Interrupt handler (top-half) in the Linux kernel – part 1

1. Preface
Hi all,

While I’m continuing to get a grasp about the Linux kernel I have now reached the point (chapter 7 in the Robert Love‘s amazing book) that I study about interrupts and interrupts handlers. In this post I will introduce the basics from what I have learned about interrupts and interrupts handlers, in particular, as the name of this post says, here the focus will be on the “first half” (chronological manner) of the interrupt handler.

2. Introduction and motivation for Interrupts:
One of the core capabilities that any OS needs is the ability to enable the (hardware) devices that are connected to the machine – to “interrupt her” (i.e.- let her know about something).
One could ask – why does the OS need this kind of capability in the first place ? The naive answer (solution) is that the OS can manage “just fine” without this capability – by polling the hardware devices to check whether a task that was “handed” to them was done (completed) or not, YET this approach will cause the system to suffer from low utilization of the CPU – lots of CPU cycles will be wasted on simply polling the hardware device(s) “only” to receive (in most of the times) the answer:”No sir, I’m not done yet…”.
This is where interrupts comes to the rescue !!
Interrupts enable all the different hardware devices to signal to the processor whenever they “have something for it” and/or “they are done performing the task they were doing” – for instance, the network card, just finished to receive packets from the network interface, and it wants to “hand it” to the kernel for further processing.
The interrupts are, eventually, signals that the hardware devices send to the processor (HW meaning) – meaning they are actual electrical signals that are being sent on the processor interrupt lines (on the mother board). The processor than, receives the interrupt (signal) and indicates about it to the OS (kernel) so the OS in return can respond to the new data (or more generally, event) – by invoking the corresponding interrupt handler (to the exact device that just sent this interrupt).By implementing all of this “mechanism” the OS & processor enables us to use the “interrupt mechanism”.

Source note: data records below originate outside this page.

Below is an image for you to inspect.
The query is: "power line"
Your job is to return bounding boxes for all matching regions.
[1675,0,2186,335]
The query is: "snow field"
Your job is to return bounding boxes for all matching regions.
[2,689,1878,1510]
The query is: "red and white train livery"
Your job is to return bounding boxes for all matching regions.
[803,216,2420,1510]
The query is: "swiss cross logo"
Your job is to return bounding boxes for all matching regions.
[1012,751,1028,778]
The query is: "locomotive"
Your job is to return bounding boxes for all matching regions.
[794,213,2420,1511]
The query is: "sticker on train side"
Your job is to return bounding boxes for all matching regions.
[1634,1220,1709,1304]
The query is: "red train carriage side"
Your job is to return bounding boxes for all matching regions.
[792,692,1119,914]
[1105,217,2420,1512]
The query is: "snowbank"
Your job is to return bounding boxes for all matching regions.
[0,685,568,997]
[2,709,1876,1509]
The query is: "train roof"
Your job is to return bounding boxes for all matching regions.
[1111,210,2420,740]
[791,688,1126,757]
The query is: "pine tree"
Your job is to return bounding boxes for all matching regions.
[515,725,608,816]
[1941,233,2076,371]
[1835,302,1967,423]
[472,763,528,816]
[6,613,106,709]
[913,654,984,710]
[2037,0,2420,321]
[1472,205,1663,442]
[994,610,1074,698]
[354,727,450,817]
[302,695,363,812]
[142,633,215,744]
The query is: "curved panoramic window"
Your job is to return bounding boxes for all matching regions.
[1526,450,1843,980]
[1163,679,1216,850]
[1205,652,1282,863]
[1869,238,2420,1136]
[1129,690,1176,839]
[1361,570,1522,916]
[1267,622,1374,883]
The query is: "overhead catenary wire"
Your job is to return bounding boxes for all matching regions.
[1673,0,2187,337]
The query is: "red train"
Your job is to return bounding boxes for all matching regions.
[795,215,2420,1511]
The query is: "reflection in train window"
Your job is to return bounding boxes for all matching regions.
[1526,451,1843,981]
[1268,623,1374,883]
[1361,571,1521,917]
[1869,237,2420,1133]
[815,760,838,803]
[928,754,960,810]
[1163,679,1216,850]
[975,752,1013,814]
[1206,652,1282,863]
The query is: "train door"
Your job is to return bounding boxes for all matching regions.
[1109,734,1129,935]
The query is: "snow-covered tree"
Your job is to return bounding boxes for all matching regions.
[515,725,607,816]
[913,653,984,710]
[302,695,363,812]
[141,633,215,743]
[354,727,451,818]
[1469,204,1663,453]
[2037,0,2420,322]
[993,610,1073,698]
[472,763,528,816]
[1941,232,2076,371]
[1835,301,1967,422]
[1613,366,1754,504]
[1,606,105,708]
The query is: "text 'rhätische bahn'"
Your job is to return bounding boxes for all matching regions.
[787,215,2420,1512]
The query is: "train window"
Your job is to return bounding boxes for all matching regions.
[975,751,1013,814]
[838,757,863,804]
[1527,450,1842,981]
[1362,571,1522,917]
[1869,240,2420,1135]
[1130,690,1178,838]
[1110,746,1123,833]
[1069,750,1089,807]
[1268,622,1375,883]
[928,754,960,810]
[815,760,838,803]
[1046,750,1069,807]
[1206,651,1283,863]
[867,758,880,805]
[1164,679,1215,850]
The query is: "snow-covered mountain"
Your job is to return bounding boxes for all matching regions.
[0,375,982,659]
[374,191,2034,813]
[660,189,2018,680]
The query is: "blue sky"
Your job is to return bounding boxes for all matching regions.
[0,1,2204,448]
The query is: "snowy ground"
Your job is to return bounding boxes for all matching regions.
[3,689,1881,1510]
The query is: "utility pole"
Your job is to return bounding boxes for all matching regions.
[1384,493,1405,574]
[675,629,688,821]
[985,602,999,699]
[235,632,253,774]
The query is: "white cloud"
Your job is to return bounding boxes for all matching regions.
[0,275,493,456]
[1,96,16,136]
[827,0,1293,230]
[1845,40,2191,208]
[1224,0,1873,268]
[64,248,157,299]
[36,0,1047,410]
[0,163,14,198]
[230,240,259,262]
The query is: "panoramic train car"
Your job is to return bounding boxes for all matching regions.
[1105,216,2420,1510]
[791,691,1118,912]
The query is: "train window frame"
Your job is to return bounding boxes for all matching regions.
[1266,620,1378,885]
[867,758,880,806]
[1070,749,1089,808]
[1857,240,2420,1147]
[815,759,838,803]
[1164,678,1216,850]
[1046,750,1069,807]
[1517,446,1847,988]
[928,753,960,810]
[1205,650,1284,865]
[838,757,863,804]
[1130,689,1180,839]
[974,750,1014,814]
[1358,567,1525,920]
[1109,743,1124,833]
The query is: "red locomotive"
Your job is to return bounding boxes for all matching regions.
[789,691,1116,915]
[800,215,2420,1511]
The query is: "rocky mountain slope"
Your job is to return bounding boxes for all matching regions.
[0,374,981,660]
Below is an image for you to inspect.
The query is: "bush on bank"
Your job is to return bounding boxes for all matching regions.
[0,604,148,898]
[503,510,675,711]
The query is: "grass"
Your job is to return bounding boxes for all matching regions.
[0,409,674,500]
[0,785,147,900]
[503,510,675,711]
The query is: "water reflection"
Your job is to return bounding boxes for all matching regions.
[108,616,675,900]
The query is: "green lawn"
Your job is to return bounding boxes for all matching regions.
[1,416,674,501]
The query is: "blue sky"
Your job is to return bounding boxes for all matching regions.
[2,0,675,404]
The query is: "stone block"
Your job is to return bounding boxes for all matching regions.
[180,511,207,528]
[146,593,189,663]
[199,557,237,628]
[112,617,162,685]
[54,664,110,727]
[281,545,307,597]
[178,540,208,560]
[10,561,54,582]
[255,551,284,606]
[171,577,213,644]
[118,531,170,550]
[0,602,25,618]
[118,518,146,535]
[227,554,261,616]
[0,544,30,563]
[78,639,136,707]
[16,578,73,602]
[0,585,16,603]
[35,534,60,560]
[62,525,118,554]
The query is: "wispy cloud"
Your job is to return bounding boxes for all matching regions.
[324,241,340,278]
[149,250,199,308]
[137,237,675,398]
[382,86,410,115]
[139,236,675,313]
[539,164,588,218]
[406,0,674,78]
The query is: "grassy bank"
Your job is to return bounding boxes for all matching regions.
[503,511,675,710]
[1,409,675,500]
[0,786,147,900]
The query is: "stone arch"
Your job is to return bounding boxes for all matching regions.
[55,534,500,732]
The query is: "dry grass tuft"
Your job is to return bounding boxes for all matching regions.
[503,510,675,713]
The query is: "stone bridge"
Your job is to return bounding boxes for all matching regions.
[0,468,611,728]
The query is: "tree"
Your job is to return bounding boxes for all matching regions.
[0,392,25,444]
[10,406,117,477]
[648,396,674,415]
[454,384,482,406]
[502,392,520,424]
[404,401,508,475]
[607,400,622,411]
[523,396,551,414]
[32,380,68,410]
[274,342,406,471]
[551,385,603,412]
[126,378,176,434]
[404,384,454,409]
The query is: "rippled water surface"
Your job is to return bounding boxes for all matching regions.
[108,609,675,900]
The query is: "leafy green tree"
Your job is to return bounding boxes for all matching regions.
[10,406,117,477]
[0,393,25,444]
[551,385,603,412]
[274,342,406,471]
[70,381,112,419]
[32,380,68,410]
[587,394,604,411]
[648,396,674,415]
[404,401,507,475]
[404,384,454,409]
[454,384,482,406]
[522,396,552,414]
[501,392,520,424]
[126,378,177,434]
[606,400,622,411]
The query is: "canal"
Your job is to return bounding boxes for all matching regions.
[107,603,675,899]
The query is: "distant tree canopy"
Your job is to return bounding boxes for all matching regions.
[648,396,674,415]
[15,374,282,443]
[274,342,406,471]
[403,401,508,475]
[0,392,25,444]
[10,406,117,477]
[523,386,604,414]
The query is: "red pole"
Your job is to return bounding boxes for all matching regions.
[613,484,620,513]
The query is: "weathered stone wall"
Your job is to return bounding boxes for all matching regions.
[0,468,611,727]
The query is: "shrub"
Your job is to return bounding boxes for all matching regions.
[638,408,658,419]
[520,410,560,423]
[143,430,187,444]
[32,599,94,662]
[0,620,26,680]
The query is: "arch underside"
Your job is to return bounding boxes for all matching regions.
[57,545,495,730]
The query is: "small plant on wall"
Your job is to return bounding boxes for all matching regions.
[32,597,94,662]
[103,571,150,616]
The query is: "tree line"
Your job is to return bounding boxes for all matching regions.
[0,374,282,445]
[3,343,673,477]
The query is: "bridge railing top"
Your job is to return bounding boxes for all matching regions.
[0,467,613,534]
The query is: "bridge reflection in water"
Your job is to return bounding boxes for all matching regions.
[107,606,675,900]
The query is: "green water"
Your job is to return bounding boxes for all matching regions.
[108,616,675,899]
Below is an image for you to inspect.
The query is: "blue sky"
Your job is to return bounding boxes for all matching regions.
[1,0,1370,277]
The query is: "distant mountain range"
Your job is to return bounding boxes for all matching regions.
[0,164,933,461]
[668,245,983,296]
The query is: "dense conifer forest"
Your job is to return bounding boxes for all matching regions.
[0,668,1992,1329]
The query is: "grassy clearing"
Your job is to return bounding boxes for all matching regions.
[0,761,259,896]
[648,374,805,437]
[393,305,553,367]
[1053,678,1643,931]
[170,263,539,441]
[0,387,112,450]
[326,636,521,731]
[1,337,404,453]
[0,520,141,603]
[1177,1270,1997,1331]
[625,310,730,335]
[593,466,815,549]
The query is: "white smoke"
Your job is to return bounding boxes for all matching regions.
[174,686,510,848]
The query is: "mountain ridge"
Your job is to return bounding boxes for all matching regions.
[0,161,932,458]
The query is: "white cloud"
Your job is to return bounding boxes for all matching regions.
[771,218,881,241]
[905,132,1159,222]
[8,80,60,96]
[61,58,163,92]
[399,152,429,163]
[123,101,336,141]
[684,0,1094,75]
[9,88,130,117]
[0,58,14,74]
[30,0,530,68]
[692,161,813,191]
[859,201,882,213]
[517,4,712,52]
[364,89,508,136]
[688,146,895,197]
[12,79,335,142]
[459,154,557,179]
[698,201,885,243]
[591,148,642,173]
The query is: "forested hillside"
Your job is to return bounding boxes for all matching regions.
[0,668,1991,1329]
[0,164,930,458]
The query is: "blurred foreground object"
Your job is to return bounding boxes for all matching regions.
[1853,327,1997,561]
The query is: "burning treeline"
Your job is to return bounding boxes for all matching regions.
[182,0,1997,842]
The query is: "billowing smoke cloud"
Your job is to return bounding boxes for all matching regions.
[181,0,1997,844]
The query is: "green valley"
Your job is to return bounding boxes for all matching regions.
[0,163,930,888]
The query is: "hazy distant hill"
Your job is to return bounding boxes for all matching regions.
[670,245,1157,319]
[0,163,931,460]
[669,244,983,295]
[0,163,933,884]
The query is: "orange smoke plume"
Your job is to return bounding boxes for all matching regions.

3. Interrupt controller and Advanced interrupt controller:
Let us shortly describe the two (old and new) hardware mechanisms that enables the actual “dispatching” of the electrical signal from the different devices towards the CPU.
a. Programmable Interrupt Controller (PIC – old solution):
The old mechanism used a fixed number of 16 lines that were connected to effectively 15 different “devices” all of which were than connected to the master controller – which is essentially a simple chip on the motherboard. The main (only ?) task of the master chip is to multiplex the (effectively) 15 lines of the different devices into a single “contact point” with the CPU.  This is how the signals were passed on to the CPU. Note that in the picture below there are actually 16 lines, yet one of them (line number 2 of the Master PIC) is allocated for the communication with the Slave PIC.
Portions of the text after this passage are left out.